Is dynamic parallelism suitable for this application?

I am writing some cuda code for an application that basically first reads some data from global memory, do some simple calculation and generate some data A. Then data A (small) is used to do some more calculation that requires a lot more memory reads. Since the two steps are very different and they don’t work well in one single kernel as it will require more registers, I am thinking of spliting the kernel into two. But this will require that the first kernel to write data A into global memory so that the second step can use it. If one single kernel is used, this extra writes and reads are not required.

I am wondering if this application is suitable for dynamic parallelism (DP). I read the guide for DP but could not find the implementation detail on it. When the parent calls the child, will the parent still reside in the SM and occupying resources? If yes, I don’t see it will get any performance improvement. If not, will it incur some context switch overhead?

I have a minimal experience with dynamic parallelism (DP).

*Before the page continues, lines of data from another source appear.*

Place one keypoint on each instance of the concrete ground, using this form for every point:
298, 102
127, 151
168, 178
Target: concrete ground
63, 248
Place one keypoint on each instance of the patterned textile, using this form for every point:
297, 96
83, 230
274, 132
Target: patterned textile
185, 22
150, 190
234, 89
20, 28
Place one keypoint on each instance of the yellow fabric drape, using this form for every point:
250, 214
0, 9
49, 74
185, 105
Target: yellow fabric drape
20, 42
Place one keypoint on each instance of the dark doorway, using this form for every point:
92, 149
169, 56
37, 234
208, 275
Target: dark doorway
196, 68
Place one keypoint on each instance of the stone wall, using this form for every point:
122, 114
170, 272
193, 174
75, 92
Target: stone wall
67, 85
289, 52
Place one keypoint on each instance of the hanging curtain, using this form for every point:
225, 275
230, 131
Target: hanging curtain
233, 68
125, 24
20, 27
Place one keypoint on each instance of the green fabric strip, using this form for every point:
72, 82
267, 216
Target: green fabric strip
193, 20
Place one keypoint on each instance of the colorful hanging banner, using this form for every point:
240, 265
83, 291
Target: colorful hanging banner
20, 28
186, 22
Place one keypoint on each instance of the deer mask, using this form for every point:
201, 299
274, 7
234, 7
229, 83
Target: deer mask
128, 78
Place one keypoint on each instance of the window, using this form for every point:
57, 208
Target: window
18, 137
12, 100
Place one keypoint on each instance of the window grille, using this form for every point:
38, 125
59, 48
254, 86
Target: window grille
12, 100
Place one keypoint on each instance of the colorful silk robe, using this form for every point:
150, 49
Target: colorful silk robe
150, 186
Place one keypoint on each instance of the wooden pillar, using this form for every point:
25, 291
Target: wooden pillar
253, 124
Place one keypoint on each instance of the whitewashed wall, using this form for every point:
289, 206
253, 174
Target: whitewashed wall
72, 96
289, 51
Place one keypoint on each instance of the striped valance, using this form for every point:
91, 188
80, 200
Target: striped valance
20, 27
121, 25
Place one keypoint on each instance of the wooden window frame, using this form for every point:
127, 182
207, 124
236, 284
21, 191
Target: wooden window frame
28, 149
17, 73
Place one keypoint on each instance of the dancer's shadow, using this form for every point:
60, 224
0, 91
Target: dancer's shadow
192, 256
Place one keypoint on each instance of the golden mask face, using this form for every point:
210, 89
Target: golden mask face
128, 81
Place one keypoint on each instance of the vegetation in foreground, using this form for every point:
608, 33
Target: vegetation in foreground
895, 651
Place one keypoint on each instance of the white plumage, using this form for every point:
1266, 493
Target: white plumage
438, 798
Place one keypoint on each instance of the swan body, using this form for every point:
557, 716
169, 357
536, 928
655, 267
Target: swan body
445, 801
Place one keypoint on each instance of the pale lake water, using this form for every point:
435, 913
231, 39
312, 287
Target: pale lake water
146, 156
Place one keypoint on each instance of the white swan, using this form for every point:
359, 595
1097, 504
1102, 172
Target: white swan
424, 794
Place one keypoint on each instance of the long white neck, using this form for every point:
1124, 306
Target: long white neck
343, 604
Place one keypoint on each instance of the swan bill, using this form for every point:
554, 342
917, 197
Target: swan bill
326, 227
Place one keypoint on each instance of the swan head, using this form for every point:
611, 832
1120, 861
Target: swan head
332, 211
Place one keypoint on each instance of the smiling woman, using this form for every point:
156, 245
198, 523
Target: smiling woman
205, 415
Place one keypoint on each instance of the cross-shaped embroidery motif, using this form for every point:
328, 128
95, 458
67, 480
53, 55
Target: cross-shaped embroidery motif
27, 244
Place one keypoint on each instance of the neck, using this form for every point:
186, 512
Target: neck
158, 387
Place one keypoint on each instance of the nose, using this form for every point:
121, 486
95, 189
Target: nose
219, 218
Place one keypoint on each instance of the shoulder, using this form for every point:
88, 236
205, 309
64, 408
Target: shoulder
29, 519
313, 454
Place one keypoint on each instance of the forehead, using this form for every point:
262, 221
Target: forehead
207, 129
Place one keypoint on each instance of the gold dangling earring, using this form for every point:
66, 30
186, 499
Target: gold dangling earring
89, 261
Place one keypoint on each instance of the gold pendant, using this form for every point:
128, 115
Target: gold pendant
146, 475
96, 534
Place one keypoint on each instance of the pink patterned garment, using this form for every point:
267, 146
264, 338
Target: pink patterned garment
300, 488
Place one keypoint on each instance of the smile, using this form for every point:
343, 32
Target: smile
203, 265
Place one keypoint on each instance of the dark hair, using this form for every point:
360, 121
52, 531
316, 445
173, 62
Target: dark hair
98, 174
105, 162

My understanding is that (correct me if I’m wrong) one limitation of DP is related to the maximum number of threads that can run concurrently on a GPU. For example, if each thread of a parent kernel running 100 threads launches a kernel running 100 threads, you quickly end up with a large number of threads (10000 in this case) running on the device. So you have somehow to ensure that the child kernels runs a properly limited number of threads.

I would say that DP is useful when, for example, a thread should run for loops calculating independent results. In this case, DP would add a further degree of useful parallelism.

As an example, I have successfully used dynamic parallelism for an interpolation problem of the form:

int i = threadIdx.x + blockDim.x * blockIdx.x;

for(int m=0; m<(2*K+1); m++) {

    PP1 = calculate_PP1(i,m);
    phi_cap1 = calculate_phi_cap1(i,m);  

        for(int n=0; n<(2*K+1); n++) {

            PP2 = calculate_PP2(i,m);
            phi_cap2 = calculate_phi_cap2(i,n);

            atomicAdd(&result[PP1][PP2],data[i]*phi_cap1*phi_cap2); } } }

where K=6. In this interpolation problem, the computation of each addend is independent of the others, so I have split them in a (2K+1)x(2K+1) kernel. Furthermore, the number of loop cycles, corresponding to the number of threads in the child kernel, is limited to 13x13.

Finally, and of course, you have to account that the launch of child kernels will cost some overhead.

If the parent launches the child kernel then calls cudaDeviceSynchronize to wait for the children to complete then the parent kernel will likely be removed from the SM freeing resources to guarantee the children make forward progress. If the parent does not need to wait for the children to complete then the parent kernel will complete its device code but the kernel itself will not be marked as completed until all of the children have completed.

Hi Greg,
Why does the parent have to call cudaDeviceSynchronize? is it suffice enough to call cudaStreamSynchronize?

The reason I ask is what if I have a few unrelated tasks, running on different streams and use Dynamic parallelism? can I use stream sync instead of holding the other streams when using cudaDeviceSynchronize?